Credit: Science Photo Library/Alamy Stock Photo

Antiretroviral therapy (ART) for HIV prevents the virus replicating, but does not eliminate it. If treatment is stopped, the virus rapidly re-emerges from latent reservoirs in CD4+ T cells, an event termed viral rebound, which can progress to AIDS. Three studies have now assessed novel treatment combinations in the absence of ART. In two of these studies, led by Michel Nussenzweig, the combination of two broadly neutralizing antibodies (bNAbs) that target different sites of the viral protein Env maintained long-term suppression. Another study, led by Dan Barouch, showed that the combination of an immune stimulator and a bNAb in monkeys infected with a hybrid of HIV and the simian immunodeficiency virus (SHIV) suppressed viral rebound after ART discontinuation.

The combination of 3BNC117 and 10–1074 was more effective in suppressing viraemia than either antibody alone

In human clinical trials, 3BNC117 (a bNAb that targets the CD4 binding site on the HIV-1 envelope spike) and 10–1074 (a bNAb that targets the base of the V3 loop and surrounding glycans) significantly reduced viraemia. However, this reduction was transient and antibody-resistant viral variants emerged. To determine whether the combination of 3BNC117 and 10–1074 is safe and effective in maintaining HIV-1 suppression during interruption of ART, Nussenzweig's group carried out two phase Ib trials.

Mendoza et al. assessed the combination in 11 participants who had complete viral suppression after ART; 9 maintained viral suppression for a median of 21 weeks compared with 6–10 weeks of viral suppression with monotherapy in historical controls. In the two participants that rebounded early, their pretreatment latent reservoir harboured 3BNC117-resistant or 10-1074-resistant viruses.

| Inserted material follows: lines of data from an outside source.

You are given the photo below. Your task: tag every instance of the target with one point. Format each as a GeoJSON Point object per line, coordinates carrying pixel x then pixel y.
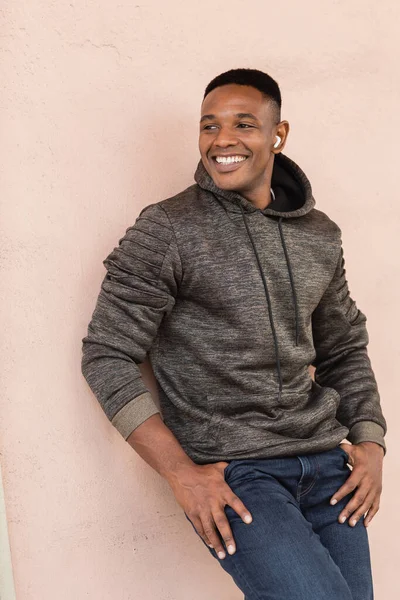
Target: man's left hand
{"type": "Point", "coordinates": [366, 458]}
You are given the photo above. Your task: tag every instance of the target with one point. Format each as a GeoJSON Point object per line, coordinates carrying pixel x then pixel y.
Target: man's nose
{"type": "Point", "coordinates": [225, 137]}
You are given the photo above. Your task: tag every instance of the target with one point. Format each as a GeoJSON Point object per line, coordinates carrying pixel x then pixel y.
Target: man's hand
{"type": "Point", "coordinates": [202, 492]}
{"type": "Point", "coordinates": [366, 459]}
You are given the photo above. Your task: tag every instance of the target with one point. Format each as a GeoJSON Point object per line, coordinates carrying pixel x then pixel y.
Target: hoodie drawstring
{"type": "Point", "coordinates": [271, 318]}
{"type": "Point", "coordinates": [296, 308]}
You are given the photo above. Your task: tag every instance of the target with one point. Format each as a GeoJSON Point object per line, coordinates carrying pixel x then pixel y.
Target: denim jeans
{"type": "Point", "coordinates": [295, 548]}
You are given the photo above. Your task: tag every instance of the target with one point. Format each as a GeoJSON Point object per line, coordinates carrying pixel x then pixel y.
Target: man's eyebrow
{"type": "Point", "coordinates": [246, 116]}
{"type": "Point", "coordinates": [238, 115]}
{"type": "Point", "coordinates": [207, 118]}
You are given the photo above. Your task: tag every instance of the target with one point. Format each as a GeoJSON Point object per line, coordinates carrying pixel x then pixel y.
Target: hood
{"type": "Point", "coordinates": [291, 187]}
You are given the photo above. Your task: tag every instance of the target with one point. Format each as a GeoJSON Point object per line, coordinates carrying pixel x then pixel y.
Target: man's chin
{"type": "Point", "coordinates": [228, 182]}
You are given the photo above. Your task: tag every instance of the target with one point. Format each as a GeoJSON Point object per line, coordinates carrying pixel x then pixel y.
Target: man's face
{"type": "Point", "coordinates": [237, 134]}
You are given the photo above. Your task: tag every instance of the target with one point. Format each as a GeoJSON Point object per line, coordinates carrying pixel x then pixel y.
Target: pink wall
{"type": "Point", "coordinates": [100, 118]}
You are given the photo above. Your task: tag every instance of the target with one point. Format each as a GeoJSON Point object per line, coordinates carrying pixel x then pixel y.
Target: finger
{"type": "Point", "coordinates": [361, 510]}
{"type": "Point", "coordinates": [349, 485]}
{"type": "Point", "coordinates": [200, 530]}
{"type": "Point", "coordinates": [239, 507]}
{"type": "Point", "coordinates": [222, 524]}
{"type": "Point", "coordinates": [211, 533]}
{"type": "Point", "coordinates": [372, 512]}
{"type": "Point", "coordinates": [355, 503]}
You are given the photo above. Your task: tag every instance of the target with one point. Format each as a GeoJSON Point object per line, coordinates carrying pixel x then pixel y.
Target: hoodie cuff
{"type": "Point", "coordinates": [367, 431]}
{"type": "Point", "coordinates": [134, 414]}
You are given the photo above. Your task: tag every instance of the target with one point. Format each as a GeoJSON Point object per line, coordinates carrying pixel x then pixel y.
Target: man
{"type": "Point", "coordinates": [234, 287]}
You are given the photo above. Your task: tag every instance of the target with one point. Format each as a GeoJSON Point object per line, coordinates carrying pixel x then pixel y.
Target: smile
{"type": "Point", "coordinates": [227, 160]}
{"type": "Point", "coordinates": [225, 164]}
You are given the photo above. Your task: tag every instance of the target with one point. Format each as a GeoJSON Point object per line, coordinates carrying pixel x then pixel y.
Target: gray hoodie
{"type": "Point", "coordinates": [232, 304]}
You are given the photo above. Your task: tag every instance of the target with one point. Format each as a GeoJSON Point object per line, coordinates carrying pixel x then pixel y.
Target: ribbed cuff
{"type": "Point", "coordinates": [134, 414]}
{"type": "Point", "coordinates": [367, 431]}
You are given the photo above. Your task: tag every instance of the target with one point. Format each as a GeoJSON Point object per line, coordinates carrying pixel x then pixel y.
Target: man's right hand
{"type": "Point", "coordinates": [202, 492]}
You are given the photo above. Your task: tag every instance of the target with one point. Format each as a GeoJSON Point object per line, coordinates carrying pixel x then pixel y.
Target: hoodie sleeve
{"type": "Point", "coordinates": [342, 361]}
{"type": "Point", "coordinates": [138, 290]}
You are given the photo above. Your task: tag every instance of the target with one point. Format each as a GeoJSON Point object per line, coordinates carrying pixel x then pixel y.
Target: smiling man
{"type": "Point", "coordinates": [235, 287]}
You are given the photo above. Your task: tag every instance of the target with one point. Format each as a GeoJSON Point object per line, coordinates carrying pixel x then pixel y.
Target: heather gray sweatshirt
{"type": "Point", "coordinates": [232, 304]}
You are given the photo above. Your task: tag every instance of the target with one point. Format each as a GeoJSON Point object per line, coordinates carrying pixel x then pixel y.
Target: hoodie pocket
{"type": "Point", "coordinates": [245, 422]}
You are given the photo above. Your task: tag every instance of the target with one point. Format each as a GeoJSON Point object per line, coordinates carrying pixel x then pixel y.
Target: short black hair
{"type": "Point", "coordinates": [253, 77]}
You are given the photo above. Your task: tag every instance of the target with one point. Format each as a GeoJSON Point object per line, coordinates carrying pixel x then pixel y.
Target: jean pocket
{"type": "Point", "coordinates": [344, 453]}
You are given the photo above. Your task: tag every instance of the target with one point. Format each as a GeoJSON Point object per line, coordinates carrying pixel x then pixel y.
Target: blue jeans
{"type": "Point", "coordinates": [295, 548]}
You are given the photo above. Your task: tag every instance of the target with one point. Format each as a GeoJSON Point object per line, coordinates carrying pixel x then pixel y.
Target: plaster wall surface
{"type": "Point", "coordinates": [99, 107]}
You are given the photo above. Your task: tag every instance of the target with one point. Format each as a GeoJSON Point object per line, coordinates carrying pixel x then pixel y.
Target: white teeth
{"type": "Point", "coordinates": [226, 160]}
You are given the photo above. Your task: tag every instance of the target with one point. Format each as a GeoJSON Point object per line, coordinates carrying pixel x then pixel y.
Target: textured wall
{"type": "Point", "coordinates": [100, 105]}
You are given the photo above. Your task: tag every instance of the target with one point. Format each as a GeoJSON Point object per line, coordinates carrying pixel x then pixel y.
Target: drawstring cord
{"type": "Point", "coordinates": [296, 308]}
{"type": "Point", "coordinates": [294, 294]}
{"type": "Point", "coordinates": [271, 319]}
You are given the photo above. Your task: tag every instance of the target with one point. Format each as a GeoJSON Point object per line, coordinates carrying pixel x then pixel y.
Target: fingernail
{"type": "Point", "coordinates": [247, 519]}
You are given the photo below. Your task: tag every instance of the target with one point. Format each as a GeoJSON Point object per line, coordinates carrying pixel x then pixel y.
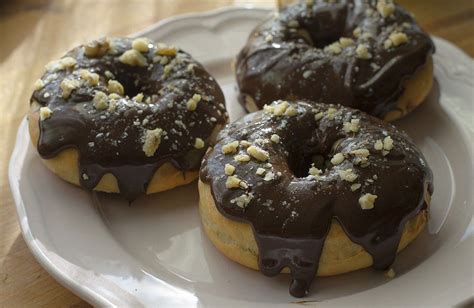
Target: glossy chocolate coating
{"type": "Point", "coordinates": [111, 140]}
{"type": "Point", "coordinates": [285, 57]}
{"type": "Point", "coordinates": [291, 211]}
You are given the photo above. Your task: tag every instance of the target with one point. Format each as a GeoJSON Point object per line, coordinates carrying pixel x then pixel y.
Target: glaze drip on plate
{"type": "Point", "coordinates": [355, 53]}
{"type": "Point", "coordinates": [128, 106]}
{"type": "Point", "coordinates": [298, 167]}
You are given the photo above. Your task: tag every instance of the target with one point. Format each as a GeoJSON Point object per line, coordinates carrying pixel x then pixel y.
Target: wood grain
{"type": "Point", "coordinates": [34, 32]}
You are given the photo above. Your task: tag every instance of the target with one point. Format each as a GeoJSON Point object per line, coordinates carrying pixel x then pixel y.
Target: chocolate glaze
{"type": "Point", "coordinates": [111, 141]}
{"type": "Point", "coordinates": [291, 214]}
{"type": "Point", "coordinates": [284, 62]}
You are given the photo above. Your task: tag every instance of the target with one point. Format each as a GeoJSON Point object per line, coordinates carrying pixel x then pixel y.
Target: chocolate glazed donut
{"type": "Point", "coordinates": [128, 107]}
{"type": "Point", "coordinates": [295, 169]}
{"type": "Point", "coordinates": [368, 55]}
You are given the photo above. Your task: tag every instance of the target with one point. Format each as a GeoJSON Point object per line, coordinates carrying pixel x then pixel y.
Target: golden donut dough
{"type": "Point", "coordinates": [416, 90]}
{"type": "Point", "coordinates": [340, 255]}
{"type": "Point", "coordinates": [66, 166]}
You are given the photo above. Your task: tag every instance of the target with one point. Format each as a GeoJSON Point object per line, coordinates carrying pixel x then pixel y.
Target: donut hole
{"type": "Point", "coordinates": [322, 30]}
{"type": "Point", "coordinates": [299, 162]}
{"type": "Point", "coordinates": [132, 85]}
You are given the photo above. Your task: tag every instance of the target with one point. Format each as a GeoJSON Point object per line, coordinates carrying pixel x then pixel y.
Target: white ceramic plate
{"type": "Point", "coordinates": [154, 252]}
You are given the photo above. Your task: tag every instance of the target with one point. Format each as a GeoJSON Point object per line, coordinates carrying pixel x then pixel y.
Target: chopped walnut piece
{"type": "Point", "coordinates": [346, 42]}
{"type": "Point", "coordinates": [361, 152]}
{"type": "Point", "coordinates": [242, 158]}
{"type": "Point", "coordinates": [367, 201]}
{"type": "Point", "coordinates": [331, 113]}
{"type": "Point", "coordinates": [257, 153]}
{"type": "Point", "coordinates": [378, 145]}
{"type": "Point", "coordinates": [233, 182]}
{"type": "Point", "coordinates": [362, 52]}
{"type": "Point", "coordinates": [45, 113]}
{"type": "Point", "coordinates": [115, 87]}
{"type": "Point", "coordinates": [280, 109]}
{"type": "Point", "coordinates": [133, 57]}
{"type": "Point", "coordinates": [355, 186]}
{"type": "Point", "coordinates": [293, 24]}
{"type": "Point", "coordinates": [91, 78]}
{"type": "Point", "coordinates": [140, 44]}
{"type": "Point", "coordinates": [352, 126]}
{"type": "Point", "coordinates": [268, 108]}
{"type": "Point", "coordinates": [100, 100]}
{"type": "Point", "coordinates": [347, 175]}
{"type": "Point", "coordinates": [39, 84]}
{"type": "Point", "coordinates": [385, 8]}
{"type": "Point", "coordinates": [191, 104]}
{"type": "Point", "coordinates": [230, 147]}
{"type": "Point", "coordinates": [275, 138]}
{"type": "Point", "coordinates": [334, 48]}
{"type": "Point", "coordinates": [243, 200]}
{"type": "Point", "coordinates": [138, 98]}
{"type": "Point", "coordinates": [390, 274]}
{"type": "Point", "coordinates": [318, 116]}
{"type": "Point", "coordinates": [269, 176]}
{"type": "Point", "coordinates": [165, 50]}
{"type": "Point", "coordinates": [260, 171]}
{"type": "Point", "coordinates": [199, 143]}
{"type": "Point", "coordinates": [152, 141]}
{"type": "Point", "coordinates": [67, 86]}
{"type": "Point", "coordinates": [337, 159]}
{"type": "Point", "coordinates": [357, 31]}
{"type": "Point", "coordinates": [388, 143]}
{"type": "Point", "coordinates": [396, 38]}
{"type": "Point", "coordinates": [96, 48]}
{"type": "Point", "coordinates": [314, 171]}
{"type": "Point", "coordinates": [229, 169]}
{"type": "Point", "coordinates": [291, 111]}
{"type": "Point", "coordinates": [114, 96]}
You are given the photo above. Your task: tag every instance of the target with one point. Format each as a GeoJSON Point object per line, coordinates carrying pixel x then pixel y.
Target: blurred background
{"type": "Point", "coordinates": [34, 32]}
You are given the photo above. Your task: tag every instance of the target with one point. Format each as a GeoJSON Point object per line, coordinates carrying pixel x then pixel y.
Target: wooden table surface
{"type": "Point", "coordinates": [34, 32]}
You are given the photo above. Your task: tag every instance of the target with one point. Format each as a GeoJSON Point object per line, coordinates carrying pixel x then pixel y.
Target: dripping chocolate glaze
{"type": "Point", "coordinates": [284, 61]}
{"type": "Point", "coordinates": [291, 214]}
{"type": "Point", "coordinates": [111, 141]}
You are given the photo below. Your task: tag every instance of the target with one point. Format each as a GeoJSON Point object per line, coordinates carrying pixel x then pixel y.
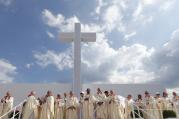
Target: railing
{"type": "Point", "coordinates": [13, 110]}
{"type": "Point", "coordinates": [133, 108]}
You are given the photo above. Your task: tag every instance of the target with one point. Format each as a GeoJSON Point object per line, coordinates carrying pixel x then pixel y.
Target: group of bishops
{"type": "Point", "coordinates": [102, 105]}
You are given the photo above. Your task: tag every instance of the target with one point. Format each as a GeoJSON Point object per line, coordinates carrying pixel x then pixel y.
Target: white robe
{"type": "Point", "coordinates": [152, 108]}
{"type": "Point", "coordinates": [159, 106]}
{"type": "Point", "coordinates": [48, 108]}
{"type": "Point", "coordinates": [88, 107]}
{"type": "Point", "coordinates": [7, 106]}
{"type": "Point", "coordinates": [59, 109]}
{"type": "Point", "coordinates": [30, 109]}
{"type": "Point", "coordinates": [128, 108]}
{"type": "Point", "coordinates": [114, 110]}
{"type": "Point", "coordinates": [72, 105]}
{"type": "Point", "coordinates": [100, 112]}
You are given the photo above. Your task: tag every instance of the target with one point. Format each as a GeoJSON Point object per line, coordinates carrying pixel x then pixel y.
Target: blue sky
{"type": "Point", "coordinates": [136, 41]}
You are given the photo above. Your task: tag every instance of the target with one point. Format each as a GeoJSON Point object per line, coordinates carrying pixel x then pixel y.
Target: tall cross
{"type": "Point", "coordinates": [77, 37]}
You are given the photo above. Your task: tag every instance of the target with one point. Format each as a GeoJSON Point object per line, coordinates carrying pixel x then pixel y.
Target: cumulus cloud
{"type": "Point", "coordinates": [165, 62]}
{"type": "Point", "coordinates": [50, 35]}
{"type": "Point", "coordinates": [101, 62]}
{"type": "Point", "coordinates": [59, 60]}
{"type": "Point", "coordinates": [6, 2]}
{"type": "Point", "coordinates": [59, 21]}
{"type": "Point", "coordinates": [7, 71]}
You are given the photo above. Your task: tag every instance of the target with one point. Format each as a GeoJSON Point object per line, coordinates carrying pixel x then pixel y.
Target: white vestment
{"type": "Point", "coordinates": [100, 112]}
{"type": "Point", "coordinates": [88, 106]}
{"type": "Point", "coordinates": [59, 109]}
{"type": "Point", "coordinates": [30, 109]}
{"type": "Point", "coordinates": [7, 106]}
{"type": "Point", "coordinates": [128, 108]}
{"type": "Point", "coordinates": [48, 108]}
{"type": "Point", "coordinates": [114, 110]}
{"type": "Point", "coordinates": [72, 106]}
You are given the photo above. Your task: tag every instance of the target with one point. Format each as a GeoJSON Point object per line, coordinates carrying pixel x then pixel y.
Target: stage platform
{"type": "Point", "coordinates": [20, 91]}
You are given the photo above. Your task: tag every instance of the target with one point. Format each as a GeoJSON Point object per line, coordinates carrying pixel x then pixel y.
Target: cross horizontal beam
{"type": "Point", "coordinates": [85, 37]}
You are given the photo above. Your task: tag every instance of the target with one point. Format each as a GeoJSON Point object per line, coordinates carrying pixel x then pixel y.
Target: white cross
{"type": "Point", "coordinates": [77, 37]}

In turn, Bar-On et al. analysed the antiviral activity of the combination in viraemic individuals. The combination of 3BNC117 and 10–1074 was more effective in suppressing viraemia than either antibody alone. Of note, antibody half-lives were lower in viraemic individuals than in individuals on ART with suppressed viral loads. The authors concluded that whereas two antibodies may be sufficient in individuals with very low levels of viraemia, additional therapies would be required for viraemic individuals. To this end, the authors are now developing longer half-life versions of their antibodies.

Borducchi et al. assessed the combination of another bNab, PGT121, and GS-9620 (vesatolimod), an agonist of Toll-like receptor 7 (TLR7), which activates immune cells to destroy virus-infected cells. The authors infected 44 monkeys with SHIV. A week later, the animals began 130 weeks of ART. HIV rapidly disappeared from the blood of all monkeys and after 96 weeks, the monkeys were randomly assigned to receive one of four additional treatments for 18 weeks: no intervention, GS-9620, PGT121 or both compounds. After stopping ART, viral rebound was identified in all 11 animals that received no intervention and in 10 and 9 of the animals that received GS-9620 or 3BNC117, respectively. By contrast, only 6 of the 11 monkeys treated with both GS-9620 and PGT121 showed viral rebound by week 28 after ceasing ART. The other 5 monkeys in this group remained clear of any detectable virus.

Mechanistically, the authors found that CD4+ T cells and natural killer cells were activated in all monkeys that received GS-9620 and propose that GS-9620 treatment activates latently infected CD4+ T cells, rendering them more susceptible to PGT121 binding, thus facilitating antibody-mediated elimination of the infected CD4+ T cells.

These papers present interesting strategies to prevent viral rebound and, in the case of Borducchi et al., to target the latent reservoir. The biggest test will now be whether GS 9620 and PGT121 can produce similar results in people.